Say I've trained my classifier on a custom mitochondrial 16S database with reference sequences ~130 bp long. I assume the classifier does not pad shorter query sequences (~80bp) with placeholder characters before kmer extraction. Instead, do these kmer counts go through some normalization to account for length variation? Or in other words, how does/can the classifier penalize the confidence of assignments for short sequences due to missing information?

I work at a research facility where we frequently need to assign taxonomy to metabarcoding reads generated from generally low quality, non-invasive samples (scat, swabs, bat guano- hey @devonorourke, big fan!). So short reads respective to the target amplicon are just a problem we have to deal with. I've been excited to introduce custom databases and NBC classifiers into our lab pipeline but I'm struggling a bit when it comes to explaining why things may break down with the shortest sequences in our data. One thing I am wondering, and what may be happening, is that the classifier extracts kmers from my short reads that may just now retain more conserved regions and less distinguishable variation, doesn't penalize confidence (enough?) for missing-ness in these short sequences, and outputs overclassified assignments with high confidence.

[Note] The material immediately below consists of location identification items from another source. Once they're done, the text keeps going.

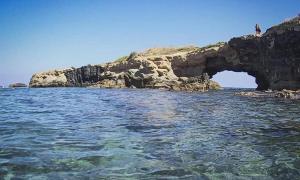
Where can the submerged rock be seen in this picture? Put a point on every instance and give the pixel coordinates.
(273, 59)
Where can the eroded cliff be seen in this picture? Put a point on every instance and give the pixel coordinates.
(273, 59)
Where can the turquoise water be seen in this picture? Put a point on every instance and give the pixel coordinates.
(80, 133)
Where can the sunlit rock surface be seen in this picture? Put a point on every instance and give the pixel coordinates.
(273, 59)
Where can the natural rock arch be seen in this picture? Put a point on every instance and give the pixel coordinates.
(273, 59)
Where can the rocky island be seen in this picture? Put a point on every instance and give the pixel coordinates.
(273, 59)
(17, 85)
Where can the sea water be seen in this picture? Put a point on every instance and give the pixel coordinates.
(82, 133)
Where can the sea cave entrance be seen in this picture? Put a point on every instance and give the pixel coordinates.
(235, 79)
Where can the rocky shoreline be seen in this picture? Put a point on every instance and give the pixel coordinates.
(287, 94)
(273, 59)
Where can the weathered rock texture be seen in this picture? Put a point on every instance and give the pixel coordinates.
(17, 85)
(287, 94)
(273, 59)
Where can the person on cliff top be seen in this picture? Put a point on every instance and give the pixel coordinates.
(257, 30)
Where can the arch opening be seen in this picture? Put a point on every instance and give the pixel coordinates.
(231, 79)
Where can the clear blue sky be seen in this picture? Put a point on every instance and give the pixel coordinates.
(37, 35)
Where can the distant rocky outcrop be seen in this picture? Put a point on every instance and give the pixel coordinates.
(17, 85)
(273, 59)
(287, 94)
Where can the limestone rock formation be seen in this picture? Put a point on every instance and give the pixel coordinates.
(287, 94)
(17, 85)
(273, 59)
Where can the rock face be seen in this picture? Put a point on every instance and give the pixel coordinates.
(287, 94)
(17, 85)
(273, 59)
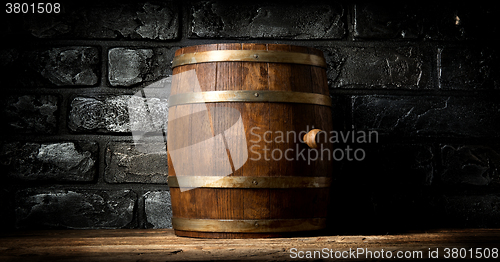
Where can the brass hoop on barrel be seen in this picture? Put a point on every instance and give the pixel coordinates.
(249, 182)
(248, 56)
(250, 96)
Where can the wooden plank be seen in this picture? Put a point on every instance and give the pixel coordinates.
(254, 76)
(163, 245)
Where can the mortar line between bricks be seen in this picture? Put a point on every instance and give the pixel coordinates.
(104, 66)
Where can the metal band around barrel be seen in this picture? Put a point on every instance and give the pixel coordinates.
(248, 225)
(248, 56)
(249, 96)
(248, 182)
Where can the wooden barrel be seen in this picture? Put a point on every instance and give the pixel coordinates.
(238, 165)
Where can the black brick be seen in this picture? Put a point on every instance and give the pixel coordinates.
(388, 21)
(468, 68)
(120, 114)
(82, 209)
(219, 19)
(136, 163)
(61, 66)
(29, 114)
(470, 165)
(412, 116)
(128, 67)
(158, 208)
(108, 20)
(63, 161)
(405, 67)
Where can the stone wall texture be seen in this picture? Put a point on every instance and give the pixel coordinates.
(85, 112)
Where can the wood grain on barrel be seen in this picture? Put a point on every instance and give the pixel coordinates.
(233, 203)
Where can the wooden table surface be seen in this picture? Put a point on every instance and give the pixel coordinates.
(163, 245)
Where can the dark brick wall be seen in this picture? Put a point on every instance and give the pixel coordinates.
(424, 76)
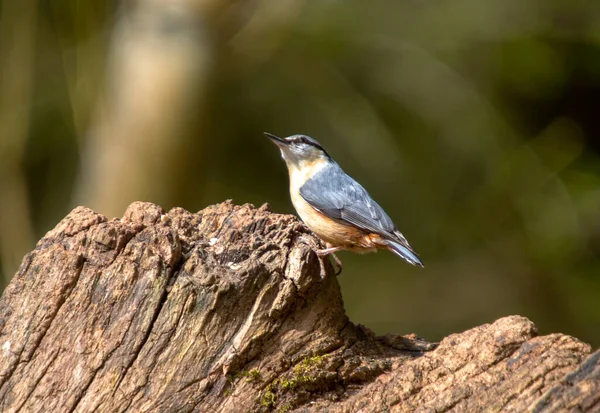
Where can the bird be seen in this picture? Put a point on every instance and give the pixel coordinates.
(334, 206)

One example is my classifier assigning an 88bp read to Molossidae (bat family) with 0.82 confidence while blast assigned it to Canis lupus (96% ID, 100% coverage, and way more likely, as this came from field tech collected swift fox scat). And I have plenty of Canis lupus sequences in my reference database. However, I think it's important to note that it does seem like the classifier performs very well overall!

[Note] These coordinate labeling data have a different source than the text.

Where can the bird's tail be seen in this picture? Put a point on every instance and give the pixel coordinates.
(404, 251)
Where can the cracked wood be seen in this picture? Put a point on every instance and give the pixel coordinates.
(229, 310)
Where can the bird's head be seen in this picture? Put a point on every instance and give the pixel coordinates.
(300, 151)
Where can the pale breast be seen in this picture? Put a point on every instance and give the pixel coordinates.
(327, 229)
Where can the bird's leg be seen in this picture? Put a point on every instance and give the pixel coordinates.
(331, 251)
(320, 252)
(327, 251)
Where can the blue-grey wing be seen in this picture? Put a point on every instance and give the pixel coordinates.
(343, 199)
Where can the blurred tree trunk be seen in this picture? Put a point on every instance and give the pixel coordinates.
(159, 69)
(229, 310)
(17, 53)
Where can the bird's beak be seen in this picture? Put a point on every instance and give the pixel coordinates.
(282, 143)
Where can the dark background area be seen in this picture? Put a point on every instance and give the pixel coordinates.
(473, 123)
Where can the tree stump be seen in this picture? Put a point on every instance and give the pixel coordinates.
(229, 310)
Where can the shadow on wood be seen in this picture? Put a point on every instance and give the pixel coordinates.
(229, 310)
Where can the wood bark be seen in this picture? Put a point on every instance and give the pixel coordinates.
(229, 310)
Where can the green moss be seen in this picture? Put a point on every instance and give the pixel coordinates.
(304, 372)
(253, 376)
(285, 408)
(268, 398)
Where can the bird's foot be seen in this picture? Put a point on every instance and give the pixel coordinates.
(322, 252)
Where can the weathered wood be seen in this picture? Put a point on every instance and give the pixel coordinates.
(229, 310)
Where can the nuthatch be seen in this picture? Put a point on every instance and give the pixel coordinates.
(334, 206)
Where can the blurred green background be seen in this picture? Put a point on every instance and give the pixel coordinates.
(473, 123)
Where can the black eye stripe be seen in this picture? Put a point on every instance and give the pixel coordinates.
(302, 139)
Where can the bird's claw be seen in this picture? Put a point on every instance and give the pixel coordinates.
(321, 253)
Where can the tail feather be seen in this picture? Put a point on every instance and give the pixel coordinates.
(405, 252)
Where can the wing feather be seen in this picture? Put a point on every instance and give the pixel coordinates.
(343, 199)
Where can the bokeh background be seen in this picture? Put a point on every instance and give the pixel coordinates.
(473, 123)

Anyway, any answers to my questions or any insights on how I may better apply the classifier would be so greatly appreciated! I'm also hoping to soon investigate if the vsearch/classifier hybrid better suits my specific data/needs. Thanks in advance.

Nicholas_Bokulich · April 11, 2024, 5:22am

Hi @elmorejoanna ,

Welcome to the forum!

This is a great question. The NB classifiers are generally quite robust to length variation. This information is not accounted for at all during classifier training or during classification, and no penalty is applied. The closest match instead is found based on kmer frequencies using the NB algorithm. So as long as the reference and query sequences are of reasonable lengths so that the kmer distributions are still representative, the classification performs well even if there are slight variations in sequence length or in start/end of the sequence. One clear example: you can use full-length reference sequences to classify short variable domain amplicons (e.g., classify V4 domain sequences with a full-length 16S classifier).

But accuracy does begin to degrade when the query or reference sequences are very short and the kmer distribution becomes skewed/non-representative (e.g., short enough that the sequence covered is highly conserved and hence the kmer distribution is no longer indicative of a given species).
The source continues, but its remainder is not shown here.